To preserve virtual copies, you can of course just make sure your catalog remains safe, since virtual copy information is only stored within the catalog. That means backing up the catalog regularly as a basic starting point. I also highly recommend using the built-in catalog backup feature in Lightroom Classic with the “Test integrity before backing up” checkbox turned on when you perform the backup. This will help ensure that any problems with the catalog are detected and repaired before they become a serious issue.

In addition, you could create additional copies of the virtual copy, so you have a file representing the virtual copy saved beyond the catalog. For example, you could export the virtual copy using the “Original” option selected for Image Format. In the case of a raw capture this would create a copy of the original raw capture along with an XMP sidecar file representing the metadata from Lightroom Classic, which would include the adjustment settings from the Develop module. You could also choose the “Same folder as original photo” option for the Export To popup, and turn on the “Add to This Catalog” checkbox so the additional raw capture representing a different interpretation of the image is preserved alongside the original capture both as an additional file on the hard drive and in the Lightroom Classic catalog.

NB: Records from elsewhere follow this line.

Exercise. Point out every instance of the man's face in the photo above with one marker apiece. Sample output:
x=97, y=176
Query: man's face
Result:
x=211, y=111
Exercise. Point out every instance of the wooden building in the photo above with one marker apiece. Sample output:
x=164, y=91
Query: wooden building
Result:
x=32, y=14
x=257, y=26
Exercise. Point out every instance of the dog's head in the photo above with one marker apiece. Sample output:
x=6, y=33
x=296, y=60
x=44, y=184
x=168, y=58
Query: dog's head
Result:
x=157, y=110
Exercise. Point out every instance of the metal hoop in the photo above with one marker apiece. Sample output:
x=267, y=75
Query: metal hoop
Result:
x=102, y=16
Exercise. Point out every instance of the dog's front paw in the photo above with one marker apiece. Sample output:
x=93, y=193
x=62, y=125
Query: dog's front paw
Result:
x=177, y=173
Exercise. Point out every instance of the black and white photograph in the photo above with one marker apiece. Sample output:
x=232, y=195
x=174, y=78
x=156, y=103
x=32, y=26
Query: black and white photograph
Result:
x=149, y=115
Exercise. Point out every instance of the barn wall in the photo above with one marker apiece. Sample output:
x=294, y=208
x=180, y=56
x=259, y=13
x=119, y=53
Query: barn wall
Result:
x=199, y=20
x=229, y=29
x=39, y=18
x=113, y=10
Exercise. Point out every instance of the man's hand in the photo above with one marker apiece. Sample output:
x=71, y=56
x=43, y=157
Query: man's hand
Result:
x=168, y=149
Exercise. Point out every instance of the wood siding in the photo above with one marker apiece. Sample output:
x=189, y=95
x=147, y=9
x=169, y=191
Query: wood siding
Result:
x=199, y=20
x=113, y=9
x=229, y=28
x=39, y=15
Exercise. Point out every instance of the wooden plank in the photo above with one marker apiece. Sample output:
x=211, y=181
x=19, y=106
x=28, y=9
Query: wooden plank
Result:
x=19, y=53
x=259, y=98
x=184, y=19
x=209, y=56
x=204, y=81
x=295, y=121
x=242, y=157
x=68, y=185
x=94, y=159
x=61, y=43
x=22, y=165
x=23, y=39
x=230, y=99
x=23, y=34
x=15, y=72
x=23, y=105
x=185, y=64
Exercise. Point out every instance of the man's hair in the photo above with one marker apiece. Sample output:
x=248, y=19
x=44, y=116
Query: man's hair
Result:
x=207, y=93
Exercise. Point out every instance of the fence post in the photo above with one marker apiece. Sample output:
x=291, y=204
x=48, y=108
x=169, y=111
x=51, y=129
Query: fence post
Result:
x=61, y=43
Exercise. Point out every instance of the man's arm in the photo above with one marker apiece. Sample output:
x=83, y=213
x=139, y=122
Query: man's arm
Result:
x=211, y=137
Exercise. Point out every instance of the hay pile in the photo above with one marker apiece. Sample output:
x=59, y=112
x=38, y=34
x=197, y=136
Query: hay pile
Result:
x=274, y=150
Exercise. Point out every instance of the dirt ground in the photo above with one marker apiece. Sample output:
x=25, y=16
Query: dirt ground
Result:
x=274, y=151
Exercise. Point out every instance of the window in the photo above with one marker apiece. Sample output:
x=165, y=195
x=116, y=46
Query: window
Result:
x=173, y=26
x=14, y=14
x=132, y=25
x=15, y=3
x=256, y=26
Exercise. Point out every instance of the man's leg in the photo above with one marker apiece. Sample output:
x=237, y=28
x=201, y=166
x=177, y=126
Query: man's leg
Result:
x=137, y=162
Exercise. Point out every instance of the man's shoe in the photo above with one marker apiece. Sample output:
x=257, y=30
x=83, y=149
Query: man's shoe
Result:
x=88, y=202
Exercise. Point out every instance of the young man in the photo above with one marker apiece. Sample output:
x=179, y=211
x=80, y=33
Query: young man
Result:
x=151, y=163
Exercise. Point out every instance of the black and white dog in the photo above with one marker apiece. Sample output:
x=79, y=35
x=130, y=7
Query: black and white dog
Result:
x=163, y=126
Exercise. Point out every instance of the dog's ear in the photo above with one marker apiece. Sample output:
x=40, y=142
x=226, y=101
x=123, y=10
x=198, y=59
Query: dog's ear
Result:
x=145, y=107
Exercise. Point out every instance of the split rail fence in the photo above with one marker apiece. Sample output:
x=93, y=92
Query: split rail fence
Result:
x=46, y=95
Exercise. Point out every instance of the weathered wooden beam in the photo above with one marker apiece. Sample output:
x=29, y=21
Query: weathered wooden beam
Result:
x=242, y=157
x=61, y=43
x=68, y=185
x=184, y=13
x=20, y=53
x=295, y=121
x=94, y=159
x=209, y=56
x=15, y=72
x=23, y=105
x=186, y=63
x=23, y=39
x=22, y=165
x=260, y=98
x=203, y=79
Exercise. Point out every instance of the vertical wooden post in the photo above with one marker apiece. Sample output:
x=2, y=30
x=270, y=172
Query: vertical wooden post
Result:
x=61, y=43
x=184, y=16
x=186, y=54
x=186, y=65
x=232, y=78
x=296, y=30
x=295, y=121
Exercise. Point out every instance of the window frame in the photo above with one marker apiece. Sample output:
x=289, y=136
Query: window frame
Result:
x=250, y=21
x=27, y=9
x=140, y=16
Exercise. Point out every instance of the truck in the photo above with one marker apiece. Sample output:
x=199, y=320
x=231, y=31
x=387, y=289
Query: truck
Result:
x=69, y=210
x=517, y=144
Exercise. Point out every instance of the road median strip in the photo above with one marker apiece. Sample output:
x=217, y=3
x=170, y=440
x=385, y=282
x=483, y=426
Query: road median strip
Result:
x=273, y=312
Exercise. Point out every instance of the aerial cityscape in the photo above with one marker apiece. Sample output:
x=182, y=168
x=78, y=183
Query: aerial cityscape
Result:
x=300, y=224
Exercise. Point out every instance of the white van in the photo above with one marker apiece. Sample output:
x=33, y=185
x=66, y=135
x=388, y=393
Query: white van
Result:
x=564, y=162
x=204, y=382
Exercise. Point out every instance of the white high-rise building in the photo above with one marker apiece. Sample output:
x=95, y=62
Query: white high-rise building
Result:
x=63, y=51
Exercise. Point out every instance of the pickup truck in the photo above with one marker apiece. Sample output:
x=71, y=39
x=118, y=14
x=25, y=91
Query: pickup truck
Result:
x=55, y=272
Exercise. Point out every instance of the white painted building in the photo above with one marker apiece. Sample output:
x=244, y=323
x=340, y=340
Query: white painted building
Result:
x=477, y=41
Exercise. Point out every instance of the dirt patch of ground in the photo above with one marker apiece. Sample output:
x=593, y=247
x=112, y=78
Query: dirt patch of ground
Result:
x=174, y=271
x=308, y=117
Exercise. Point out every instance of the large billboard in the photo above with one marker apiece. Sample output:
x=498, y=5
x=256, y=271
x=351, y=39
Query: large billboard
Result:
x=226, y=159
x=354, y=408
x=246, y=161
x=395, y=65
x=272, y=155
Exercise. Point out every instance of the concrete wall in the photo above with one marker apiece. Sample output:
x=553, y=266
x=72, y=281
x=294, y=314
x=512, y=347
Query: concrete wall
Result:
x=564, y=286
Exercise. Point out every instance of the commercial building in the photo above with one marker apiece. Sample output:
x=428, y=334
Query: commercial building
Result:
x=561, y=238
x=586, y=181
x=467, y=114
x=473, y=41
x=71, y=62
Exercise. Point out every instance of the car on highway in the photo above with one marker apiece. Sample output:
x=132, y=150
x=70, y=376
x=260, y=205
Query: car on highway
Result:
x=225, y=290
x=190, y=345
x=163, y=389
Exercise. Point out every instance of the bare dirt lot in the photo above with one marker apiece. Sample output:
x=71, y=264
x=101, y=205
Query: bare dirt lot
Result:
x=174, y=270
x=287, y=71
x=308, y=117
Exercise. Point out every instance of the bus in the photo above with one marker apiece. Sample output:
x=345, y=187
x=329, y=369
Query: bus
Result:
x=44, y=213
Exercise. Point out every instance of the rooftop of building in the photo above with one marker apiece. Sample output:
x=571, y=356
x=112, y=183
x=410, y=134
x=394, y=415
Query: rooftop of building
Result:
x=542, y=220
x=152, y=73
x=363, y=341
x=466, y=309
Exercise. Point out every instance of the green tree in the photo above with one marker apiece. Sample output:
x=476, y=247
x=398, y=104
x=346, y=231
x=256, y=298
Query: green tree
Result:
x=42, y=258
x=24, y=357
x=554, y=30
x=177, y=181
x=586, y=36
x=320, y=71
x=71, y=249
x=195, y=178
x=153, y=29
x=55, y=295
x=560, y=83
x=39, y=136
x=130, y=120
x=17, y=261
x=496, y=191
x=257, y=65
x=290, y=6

You could also export a copy of the virtual copy to another format, such as exporting as a TIFF image that would include all the adjustments as part of the new derivative file created as part of this process. You could also use the options to export that copy to the same folder as the original and add the derivative copy to the catalog so it would be alongside the original capture as an additional version.

The point is that by either protecting the Lightroom Classic catalog so you will have long-term access to the virtual copy, or by creating an additional file based on the virtual copy, you can help ensure that you always have access to virtual copies in addition to original images.